Apéndice: Explorando las Ventajas Restantes de la Publicación Tradicional

El prestigio de la publicación tradicional es la razón por la que la mayoría de nosotros nos unimos a la industria. Crecimos amando los libros, luego estudiamos inglés o algo similar en la universidad, dimos vueltas por un tiempo, tal vez conseguimos un trabajo en una librería, tal vez un certificado de Maestría en Publicación, luego trabajamos como pasantes en una editorial, y aquí estamos hoy. Amas tu trabajo, aunque el sueldo es pésimo y las condiciones laborales no siempre son agradables.

Ese mismo prestigio alimenta la cadena de suministro editorial. En el lado de entrada de la cadena de suministro: significa mucho para muchos autores. Lo vemos todo el tiempo. La economía de la publicación tradicional no tiene sentido, y toma cuatro veces más tiempo para entrar en impresión, pero, tal vez, solo tal vez, seré el próximo ganador debutante, como Delia Owens (La Chica Salvaje) o la superestrella de segunda vez, Amor Towles (Un Caballero en Moscú).

Es como Las Vegas: excepto que las probabilidades son mejores en Nevada. Juega un solo número en la ruleta y las probabilidades en tu contra son de 36 a 1. Juega a la publicación tradicional y las probabilidades en tu contra son… mucho peores.

Las probabilidades de conseguir un contrato con cualquiera de las editoriales comerciales tradicionales, por no hablar de una de las grandes 5, son malas. Pero ese es el menor de los problemas de un autor. En realidad, encontrar lectores es el mega-desafío.

Una cosa que puede ayudar es conseguir un lugar en una lista de los más vendidos.

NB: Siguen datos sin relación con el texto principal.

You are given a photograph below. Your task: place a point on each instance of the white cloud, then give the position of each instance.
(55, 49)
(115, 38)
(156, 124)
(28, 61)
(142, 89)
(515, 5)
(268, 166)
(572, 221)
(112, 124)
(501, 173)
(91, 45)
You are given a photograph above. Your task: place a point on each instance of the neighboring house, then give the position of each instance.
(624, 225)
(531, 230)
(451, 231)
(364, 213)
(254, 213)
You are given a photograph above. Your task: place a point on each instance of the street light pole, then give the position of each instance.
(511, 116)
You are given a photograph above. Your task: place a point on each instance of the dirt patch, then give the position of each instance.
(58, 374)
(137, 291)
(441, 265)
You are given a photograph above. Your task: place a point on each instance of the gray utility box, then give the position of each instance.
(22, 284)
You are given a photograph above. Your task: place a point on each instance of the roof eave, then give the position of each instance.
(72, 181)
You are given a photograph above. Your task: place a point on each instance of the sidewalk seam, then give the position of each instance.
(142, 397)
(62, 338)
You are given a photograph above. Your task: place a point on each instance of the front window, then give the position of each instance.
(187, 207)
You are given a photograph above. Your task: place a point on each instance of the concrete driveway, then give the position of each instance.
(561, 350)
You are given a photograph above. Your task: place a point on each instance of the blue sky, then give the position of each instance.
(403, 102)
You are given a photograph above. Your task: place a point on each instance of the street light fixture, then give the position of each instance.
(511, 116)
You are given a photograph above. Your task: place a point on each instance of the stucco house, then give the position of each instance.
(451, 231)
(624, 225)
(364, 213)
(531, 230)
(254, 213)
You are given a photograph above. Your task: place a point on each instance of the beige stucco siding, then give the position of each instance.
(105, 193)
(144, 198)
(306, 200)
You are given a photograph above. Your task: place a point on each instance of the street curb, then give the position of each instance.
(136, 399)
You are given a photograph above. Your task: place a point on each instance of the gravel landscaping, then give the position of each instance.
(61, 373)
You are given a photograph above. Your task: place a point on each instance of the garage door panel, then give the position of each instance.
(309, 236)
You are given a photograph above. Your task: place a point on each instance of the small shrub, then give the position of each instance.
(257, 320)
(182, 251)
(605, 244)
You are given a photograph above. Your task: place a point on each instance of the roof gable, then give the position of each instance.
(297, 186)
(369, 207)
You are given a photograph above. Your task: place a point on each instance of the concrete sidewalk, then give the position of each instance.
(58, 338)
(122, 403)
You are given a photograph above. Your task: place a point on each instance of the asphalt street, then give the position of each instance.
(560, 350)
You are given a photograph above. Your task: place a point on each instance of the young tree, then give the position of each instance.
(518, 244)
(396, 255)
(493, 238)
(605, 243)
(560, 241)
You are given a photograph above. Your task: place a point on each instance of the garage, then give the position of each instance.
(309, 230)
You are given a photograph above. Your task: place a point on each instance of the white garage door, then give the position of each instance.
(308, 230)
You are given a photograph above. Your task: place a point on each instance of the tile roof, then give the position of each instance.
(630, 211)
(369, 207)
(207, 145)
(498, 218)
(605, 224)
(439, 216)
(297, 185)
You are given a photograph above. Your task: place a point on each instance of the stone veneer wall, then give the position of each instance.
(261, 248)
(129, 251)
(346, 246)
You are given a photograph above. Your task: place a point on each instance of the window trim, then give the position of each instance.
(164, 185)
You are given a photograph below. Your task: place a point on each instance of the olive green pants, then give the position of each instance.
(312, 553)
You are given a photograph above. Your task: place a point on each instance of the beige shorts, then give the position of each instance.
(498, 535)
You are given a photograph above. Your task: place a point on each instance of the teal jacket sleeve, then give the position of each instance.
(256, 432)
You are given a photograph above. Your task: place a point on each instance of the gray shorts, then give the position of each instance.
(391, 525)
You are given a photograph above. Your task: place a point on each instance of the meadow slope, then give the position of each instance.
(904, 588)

Consideremos PRH, Penguin Random House. La compañía publica solo 15,000 nuevos títulos cada año. En 2021 lograron colocar 196 libros en la lista de los más vendidos de Publishers Weekly. Como destaca el artículo enlazado: “PW publica cuatro listas de los más vendidos para adultos, cada una con 20 títulos: ficción en tapa dura, no ficción en tapa dura, rústica comercial y rústica de mercado masivo. Eso significa que a lo largo de un año, hay 2,080 posiciones en nuestras listas de tapa dura y 2,080 posiciones de rústica.

No todos los más vendidos fueron publicados ese año—vamos a suponer generosamente que el 90% lo fueron, 1870 puestos.

Mientras tanto, The New York Times tiene 15 espacios de los más vendidos por semana para cada categoría de libro (ficción, no ficción, infantil; listas separadas para YA y de autoayuda; tapa dura separada de rústica, además de listas combinadas). Para un autor individual, eso significa 780 espacios disponibles por año, aunque la mayoría de esos espacios están ocupados por vendedores recurrentes. (The Body Keeps the Score de Bessel van der Kolk ha estado en la lista de rústica durante cinco años y medio). Así que dividamos eso a la mitad, 390 espacios disponibles. Tienes que vender muchos libros para conseguir uno de esos.

¿Qué pasa con la cobertura en el New York Times Book Review? En 2016, Pamela Paul, entonces editora de la Review, afirmó queThe Book Review en el Times reseña aproximadamente el 1% de los libros que salen en cualquier año dado.” Claramente se refiere al 1% de los libros de las principales editoriales—no puede estar pensando en editoriales pequeñas o autores autoeditados. Y así, quizás 150 de los 15,000 nuevos títulos de PRH son reseñados cada año.

La mayoría de los observadores están de acuerdo en que, aunque obtener atención de los principales medios todavía es importante y puede ser poderoso, el impacto de las reseñas no es lo que solía ser, si no fuera por otra razón, porque menos lectores de libros interactúan con los principales medios de reseñas.

Volvamos nuestra atención a la cadena de suministro, a la distribución. Mientras que las marcas editoriales tienen peso con los autores, siempre ha sido una verdad que, a diferencia de muchos productos de consumo, las marcas editoriales tienen casi ningún peso con los compradores y lectores de libros. Pero tienen mucho peso con los distribuidores y libreros. Esto refleja la naturaleza histórica de negocio a negocio de la publicación (en lugar de B2C—al consumidor). El prestigio editorial se disemina a través de los canales de distribución y venta al por menor: Barnes & Noble lleva un libro porque es de PRH, y luego lo coloca frente a las caras de los compradores; así se disemina el prestigio a los lectores.